Enfin, l’instauration d’un tarif carbone aux frontières de l’Union européenne pourrait redonner de la cohérence à la politique climatique de la région en traitant le problème des fuites de carbone et des émissions importées et en fournissant une source de financement au Fonds vert, dont l’architecture pourrait constituer le seul véritable acquis de Durban.

Il y a, au fond, trois raisons fondamentales pour lesquelles l’Union européenne doit confirmer et renforcer son ambition climatique à Durban et plus encore après Durban :

  1. La première tient à la sécurité humaine des Européens : l’UE doit réduire ses émissions de gaz à effet de serre parce que, comme le montre un rapport récent du GIEC, celles-ci sont et seront à l’avenir plus encore, à l’origine de la multiplication des événements climatiques extrêmes sur notre planète. L’Union européenne a subi près de 350 de ces événements au cours de la seule décennie 2000, près de quatre fois plus qu’au cours de la décennie 1980. La canicule de l’été 2003, a elle seule, aura coûté la vie à 70 000 Européens.
  2. La deuxième raison tient à la prospérité économique des Européens. L’UE doit consolider son avantage comparatif écologique et se libérer au plus vite du piège des énergies fossiles. La dépendance européenne à l’égard du carbone n’a fait que se renforcer depuis deux décennies. Le taux de dépendance énergétique des pays membres de l’Union européenne a augmenté en moyenne d’environ dix points de pourcentage ces quinze dernières années pour atteindre 53% en 2007, dont 82% pour le pétrole et 60% pour le gaz, qui représentent à eux deux 60% de toute l’énergie consommée dans l’UE. A l’inverse, le coût économique à court terme (sans inclure les bénéfices de plus long terme) du passage d’un objectif de 20% de réduction des émissions à 30% de réduction d’ici à 2020 est minime, de l’ordre de 0,6% du PIB européen par an (estimation de la Commission européenne).
  3. La troisième raison, peut-être la plus fondamentale, tient au besoin actuel de cohésion politique de l’Union européenne. Il faut aujourd’hui rien moins que reconstruire l’Union européenne qui a été dévastée économiquement et politiquement par la crise globale. La perspective de dépression économique coordonnée proposée actuellement aux citoyens européens par leurs gouvernements signera la dislocation de la zone euro mais aussi par ricochet, on peut le craindre, l’arrêt de la construction européenne, voire son dé-tricotage. La transition écologique peut certes « sauver le climat », mais elle peut aussi sauver l’Europe en lui redonnant un horizon.
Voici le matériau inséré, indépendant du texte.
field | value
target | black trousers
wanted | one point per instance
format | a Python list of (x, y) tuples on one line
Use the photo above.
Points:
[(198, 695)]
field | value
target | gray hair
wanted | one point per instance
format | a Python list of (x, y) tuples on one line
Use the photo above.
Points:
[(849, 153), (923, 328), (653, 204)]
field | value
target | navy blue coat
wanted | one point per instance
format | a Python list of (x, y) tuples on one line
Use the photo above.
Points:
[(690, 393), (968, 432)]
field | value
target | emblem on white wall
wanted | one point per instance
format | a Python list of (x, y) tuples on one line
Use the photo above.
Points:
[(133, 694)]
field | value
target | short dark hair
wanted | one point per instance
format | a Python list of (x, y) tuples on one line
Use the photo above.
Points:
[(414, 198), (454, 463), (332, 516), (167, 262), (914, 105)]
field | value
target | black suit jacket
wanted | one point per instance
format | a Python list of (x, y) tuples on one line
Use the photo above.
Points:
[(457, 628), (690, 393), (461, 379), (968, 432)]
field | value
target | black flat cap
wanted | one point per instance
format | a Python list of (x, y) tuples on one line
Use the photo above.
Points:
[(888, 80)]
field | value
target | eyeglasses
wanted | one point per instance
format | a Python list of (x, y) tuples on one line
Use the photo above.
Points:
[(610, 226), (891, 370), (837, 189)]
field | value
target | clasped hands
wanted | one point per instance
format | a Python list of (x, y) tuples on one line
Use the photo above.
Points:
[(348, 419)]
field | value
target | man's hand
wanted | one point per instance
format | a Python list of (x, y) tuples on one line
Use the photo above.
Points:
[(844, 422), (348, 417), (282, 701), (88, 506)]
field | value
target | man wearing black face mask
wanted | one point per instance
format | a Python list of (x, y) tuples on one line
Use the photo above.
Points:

Le meilleur espoir de ce qu’il faut déjà appeler « l’après-Durban » réside sans doute dans la constitution d’un axe sino-européen sur le climat : la Chine est en train de prendre conscience que son effet sur le changement climatique n’a d’égal que l’effet du changement climatique sur elle (premier émetteur mondial, elle sera en retour la première victime de ses émissions) ; l’Union européenne peut confirmer, à la suite de la désertion américaine, son rôle de leader climatique global.

Les responsables européens semblent parfois agacés de devoir porter seuls, parmi les pays développés, cette responsabilité et sont fatigués d’essuyer les critiques que l’on réserve à celui qui tient le manche, alors même que l’Union européenne est la seule région du monde à respecter ses engagement de Kyoto, qu’elle est la seule à s’être dotée d’objectifs intermédiaires de réduction de ses gaz à effet de serre (GES), qu’elle est la seule en mesure d’atteindre ces objectifs. Cet agacement européen est déplacé : vu les catastrophes que nous annonce la science, la lutte contre le changement climatique pourrait être la plus grande contribution de l’Europe à l’avenir de l’humanité. Tenir le cap climatique est donc son devoir le plus impérieux. Il se trouve que c’est aussi dans son intérêt.